In that moment of hesitation when Jesus had that internal discussion within himself, he showed us his vulnerability.  But there was a love that he had that was even greater, a love that turned the vulnerability into strength and that was his love for his father.  The love of God the father made him obedient and totally committed to doing whatever was necessary to bring him glory.  He had prepared the ground, had spoken of the father’s will about how the world is to be saved.  He was not now going to ask for a change of plan. His troubled heart knew that there was danger ahead, but also knew that it is through that danger rather than sliding safely past it, that the Father’s glory will shine out to the whole world, “Father glorify your name”.  And the Father answered his prayer by thunder.  

Yes, God’s name will be glorified and was glorified because through Jesus’ act of love – those who have usurped God’s rule in the world, those who have trampled on the poor and exalted themselves as Kings and even gods, those who wanted to crush Jesus all of them will be themselves crushed, “Now is the judgment of this world, now the ruler of this world will be driven out.”  But the crushing would not be by a show of force, The kingdom of the world was to be replaced by the kingdom of God.  But this victory was about his being “lifted up from the earth” exalted on a pole so that he can draw all people to himself.  It is through crucifixion that all may gain truest and deepest access to him.  So the Greeks who wanted to see him, they wouldn’t just see him as they’ve asked but will be drawn into the powerful love of God, drawn into fellowship and relationship with God and drawn into new life.

When we love others we are vulnerable.  When we love God, we are vulnerable.

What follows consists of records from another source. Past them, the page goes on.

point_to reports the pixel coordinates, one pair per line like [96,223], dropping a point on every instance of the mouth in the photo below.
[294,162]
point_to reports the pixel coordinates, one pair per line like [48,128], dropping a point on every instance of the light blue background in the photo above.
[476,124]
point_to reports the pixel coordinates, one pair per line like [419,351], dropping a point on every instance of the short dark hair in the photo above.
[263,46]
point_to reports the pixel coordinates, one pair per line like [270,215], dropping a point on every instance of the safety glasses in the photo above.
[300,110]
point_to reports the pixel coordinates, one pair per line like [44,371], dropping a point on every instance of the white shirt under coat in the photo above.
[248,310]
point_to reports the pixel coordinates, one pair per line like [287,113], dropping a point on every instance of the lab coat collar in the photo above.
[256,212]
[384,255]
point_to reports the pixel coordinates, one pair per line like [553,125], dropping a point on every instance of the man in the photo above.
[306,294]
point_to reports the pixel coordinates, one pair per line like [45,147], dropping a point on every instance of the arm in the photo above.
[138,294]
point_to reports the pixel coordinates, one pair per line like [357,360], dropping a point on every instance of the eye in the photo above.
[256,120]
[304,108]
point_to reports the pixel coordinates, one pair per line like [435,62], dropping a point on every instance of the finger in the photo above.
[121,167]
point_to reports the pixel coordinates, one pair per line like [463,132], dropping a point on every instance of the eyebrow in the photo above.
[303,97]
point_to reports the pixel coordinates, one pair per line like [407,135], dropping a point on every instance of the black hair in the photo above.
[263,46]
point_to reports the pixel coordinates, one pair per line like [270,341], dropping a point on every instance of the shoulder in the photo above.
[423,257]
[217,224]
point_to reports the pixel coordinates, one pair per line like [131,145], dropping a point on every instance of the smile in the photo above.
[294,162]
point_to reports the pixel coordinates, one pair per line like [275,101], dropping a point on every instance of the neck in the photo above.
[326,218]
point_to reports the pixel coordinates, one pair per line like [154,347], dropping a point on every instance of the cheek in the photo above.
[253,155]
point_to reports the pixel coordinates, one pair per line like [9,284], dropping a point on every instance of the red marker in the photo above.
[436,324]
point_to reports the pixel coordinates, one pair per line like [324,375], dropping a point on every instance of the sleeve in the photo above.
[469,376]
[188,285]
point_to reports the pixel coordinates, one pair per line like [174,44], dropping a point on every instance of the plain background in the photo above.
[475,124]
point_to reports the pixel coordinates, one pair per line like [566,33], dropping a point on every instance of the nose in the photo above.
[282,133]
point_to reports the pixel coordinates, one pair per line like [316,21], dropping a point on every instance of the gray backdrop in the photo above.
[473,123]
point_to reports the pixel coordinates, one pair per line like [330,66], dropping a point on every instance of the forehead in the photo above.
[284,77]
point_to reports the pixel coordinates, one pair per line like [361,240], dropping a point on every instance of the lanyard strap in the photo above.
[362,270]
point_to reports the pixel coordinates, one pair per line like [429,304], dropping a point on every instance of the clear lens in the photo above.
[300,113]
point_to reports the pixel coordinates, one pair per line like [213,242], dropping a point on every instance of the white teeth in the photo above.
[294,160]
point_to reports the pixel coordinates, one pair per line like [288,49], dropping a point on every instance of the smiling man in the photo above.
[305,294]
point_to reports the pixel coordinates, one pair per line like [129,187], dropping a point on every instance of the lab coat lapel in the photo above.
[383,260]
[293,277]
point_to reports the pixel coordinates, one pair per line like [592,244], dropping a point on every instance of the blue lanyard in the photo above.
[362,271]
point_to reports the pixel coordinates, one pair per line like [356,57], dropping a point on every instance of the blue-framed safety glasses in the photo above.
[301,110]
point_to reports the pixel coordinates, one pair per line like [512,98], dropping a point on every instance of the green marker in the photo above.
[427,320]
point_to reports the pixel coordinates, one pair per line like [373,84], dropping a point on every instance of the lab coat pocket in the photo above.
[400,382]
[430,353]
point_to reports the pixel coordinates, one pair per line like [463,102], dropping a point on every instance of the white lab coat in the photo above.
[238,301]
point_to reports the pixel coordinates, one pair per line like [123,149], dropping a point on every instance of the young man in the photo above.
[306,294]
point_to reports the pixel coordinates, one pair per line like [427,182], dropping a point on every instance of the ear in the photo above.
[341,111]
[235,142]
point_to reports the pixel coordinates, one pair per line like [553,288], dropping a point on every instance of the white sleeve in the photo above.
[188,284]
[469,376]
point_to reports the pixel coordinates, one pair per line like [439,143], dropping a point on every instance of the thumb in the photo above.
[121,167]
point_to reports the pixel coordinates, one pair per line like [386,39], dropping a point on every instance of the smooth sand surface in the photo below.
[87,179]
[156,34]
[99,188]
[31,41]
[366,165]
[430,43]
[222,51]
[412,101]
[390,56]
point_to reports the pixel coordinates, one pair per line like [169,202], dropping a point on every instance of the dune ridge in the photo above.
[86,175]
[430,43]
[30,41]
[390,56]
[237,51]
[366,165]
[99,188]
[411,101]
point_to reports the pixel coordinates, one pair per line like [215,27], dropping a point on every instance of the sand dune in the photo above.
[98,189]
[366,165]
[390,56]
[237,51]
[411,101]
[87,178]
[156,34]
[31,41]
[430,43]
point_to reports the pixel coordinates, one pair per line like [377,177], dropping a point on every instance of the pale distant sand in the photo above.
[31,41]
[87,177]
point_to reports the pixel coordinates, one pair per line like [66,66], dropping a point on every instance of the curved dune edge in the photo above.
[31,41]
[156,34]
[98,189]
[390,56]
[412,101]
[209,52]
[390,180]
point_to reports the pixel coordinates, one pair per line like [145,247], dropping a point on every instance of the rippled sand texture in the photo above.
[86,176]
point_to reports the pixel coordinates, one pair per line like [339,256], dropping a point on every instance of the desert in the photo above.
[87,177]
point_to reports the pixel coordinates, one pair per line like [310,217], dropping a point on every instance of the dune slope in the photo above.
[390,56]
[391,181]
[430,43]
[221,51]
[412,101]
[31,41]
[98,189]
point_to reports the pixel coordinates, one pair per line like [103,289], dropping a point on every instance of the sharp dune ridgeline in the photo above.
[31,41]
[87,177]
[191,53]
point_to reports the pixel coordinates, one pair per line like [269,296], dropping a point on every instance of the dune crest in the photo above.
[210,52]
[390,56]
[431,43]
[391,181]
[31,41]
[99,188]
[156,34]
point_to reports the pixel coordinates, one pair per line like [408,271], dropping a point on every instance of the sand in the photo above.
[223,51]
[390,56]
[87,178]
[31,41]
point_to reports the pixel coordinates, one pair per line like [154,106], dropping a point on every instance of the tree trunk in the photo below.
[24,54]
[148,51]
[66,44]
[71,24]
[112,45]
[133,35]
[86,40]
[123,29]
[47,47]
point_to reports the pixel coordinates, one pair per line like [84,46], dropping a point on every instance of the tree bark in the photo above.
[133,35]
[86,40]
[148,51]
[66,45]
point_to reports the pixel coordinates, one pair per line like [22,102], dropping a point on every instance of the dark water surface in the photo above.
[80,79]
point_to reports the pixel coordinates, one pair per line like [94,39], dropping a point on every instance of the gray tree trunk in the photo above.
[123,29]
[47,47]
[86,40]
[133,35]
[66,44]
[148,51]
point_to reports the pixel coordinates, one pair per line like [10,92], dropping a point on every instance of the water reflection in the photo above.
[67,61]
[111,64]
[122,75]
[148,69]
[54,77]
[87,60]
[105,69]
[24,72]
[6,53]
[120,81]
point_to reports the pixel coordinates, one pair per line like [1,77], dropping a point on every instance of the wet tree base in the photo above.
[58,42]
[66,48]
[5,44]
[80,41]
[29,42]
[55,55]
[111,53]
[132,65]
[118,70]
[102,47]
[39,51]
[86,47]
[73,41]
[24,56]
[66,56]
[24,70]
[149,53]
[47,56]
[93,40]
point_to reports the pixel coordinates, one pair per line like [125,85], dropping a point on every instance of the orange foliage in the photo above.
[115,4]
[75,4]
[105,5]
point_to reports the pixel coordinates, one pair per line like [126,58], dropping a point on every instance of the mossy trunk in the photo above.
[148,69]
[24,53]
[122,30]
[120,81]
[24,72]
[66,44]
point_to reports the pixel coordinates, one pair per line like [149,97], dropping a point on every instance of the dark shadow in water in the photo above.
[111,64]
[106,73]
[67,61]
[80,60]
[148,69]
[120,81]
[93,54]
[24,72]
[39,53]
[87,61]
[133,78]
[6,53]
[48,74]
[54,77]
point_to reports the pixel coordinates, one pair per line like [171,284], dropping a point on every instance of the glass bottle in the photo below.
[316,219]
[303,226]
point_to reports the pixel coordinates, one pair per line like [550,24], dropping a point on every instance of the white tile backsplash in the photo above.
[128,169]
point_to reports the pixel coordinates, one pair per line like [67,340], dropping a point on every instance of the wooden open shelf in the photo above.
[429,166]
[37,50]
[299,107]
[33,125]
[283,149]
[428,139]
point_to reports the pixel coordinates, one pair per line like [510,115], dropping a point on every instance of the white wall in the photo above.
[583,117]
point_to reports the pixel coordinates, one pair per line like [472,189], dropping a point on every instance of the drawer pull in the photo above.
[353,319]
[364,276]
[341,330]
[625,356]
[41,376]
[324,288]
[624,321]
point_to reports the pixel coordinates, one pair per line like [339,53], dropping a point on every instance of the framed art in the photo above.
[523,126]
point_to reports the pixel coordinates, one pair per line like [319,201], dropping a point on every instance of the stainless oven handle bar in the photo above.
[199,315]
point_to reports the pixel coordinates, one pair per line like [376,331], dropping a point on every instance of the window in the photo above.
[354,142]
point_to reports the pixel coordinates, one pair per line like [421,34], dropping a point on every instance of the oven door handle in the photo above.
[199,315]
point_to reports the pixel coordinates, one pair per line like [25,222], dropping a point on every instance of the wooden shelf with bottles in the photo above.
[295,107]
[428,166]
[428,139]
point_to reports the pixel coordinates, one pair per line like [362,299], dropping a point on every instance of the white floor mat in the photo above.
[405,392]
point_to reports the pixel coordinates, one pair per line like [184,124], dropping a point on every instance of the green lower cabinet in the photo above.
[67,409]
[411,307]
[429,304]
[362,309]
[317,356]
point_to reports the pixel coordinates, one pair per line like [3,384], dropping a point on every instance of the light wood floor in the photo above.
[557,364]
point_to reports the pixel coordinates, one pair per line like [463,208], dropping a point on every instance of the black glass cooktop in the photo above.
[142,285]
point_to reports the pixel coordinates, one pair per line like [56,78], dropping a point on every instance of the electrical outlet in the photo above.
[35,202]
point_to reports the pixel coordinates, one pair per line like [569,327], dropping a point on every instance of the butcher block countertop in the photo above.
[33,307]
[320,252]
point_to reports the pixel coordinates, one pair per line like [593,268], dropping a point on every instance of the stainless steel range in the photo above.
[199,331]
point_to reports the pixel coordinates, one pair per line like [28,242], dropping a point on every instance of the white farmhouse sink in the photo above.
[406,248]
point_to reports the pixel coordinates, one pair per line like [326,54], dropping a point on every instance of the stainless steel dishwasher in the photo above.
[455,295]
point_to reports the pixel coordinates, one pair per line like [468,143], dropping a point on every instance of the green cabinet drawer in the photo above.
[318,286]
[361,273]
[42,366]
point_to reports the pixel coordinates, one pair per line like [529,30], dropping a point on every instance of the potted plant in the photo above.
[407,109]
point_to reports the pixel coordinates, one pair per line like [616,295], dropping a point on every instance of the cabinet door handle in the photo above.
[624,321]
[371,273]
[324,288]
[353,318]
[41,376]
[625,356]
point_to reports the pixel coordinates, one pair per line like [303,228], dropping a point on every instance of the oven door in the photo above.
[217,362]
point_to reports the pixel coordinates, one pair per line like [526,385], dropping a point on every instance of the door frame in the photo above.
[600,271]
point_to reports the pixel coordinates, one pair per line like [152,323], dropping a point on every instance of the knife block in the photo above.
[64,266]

Whatever situation we are facing, however our souls are troubled, Jesus is with us through the vulnerability because he has been there too.  And just like him, that vulnerability is also our strength. Because his lifting up from the earth in death was a precursor of being lifted up from the earth in resurrection.  Death and sin has no power over us. His love for us brought us a new kingdom, a new relationship with God and a new life.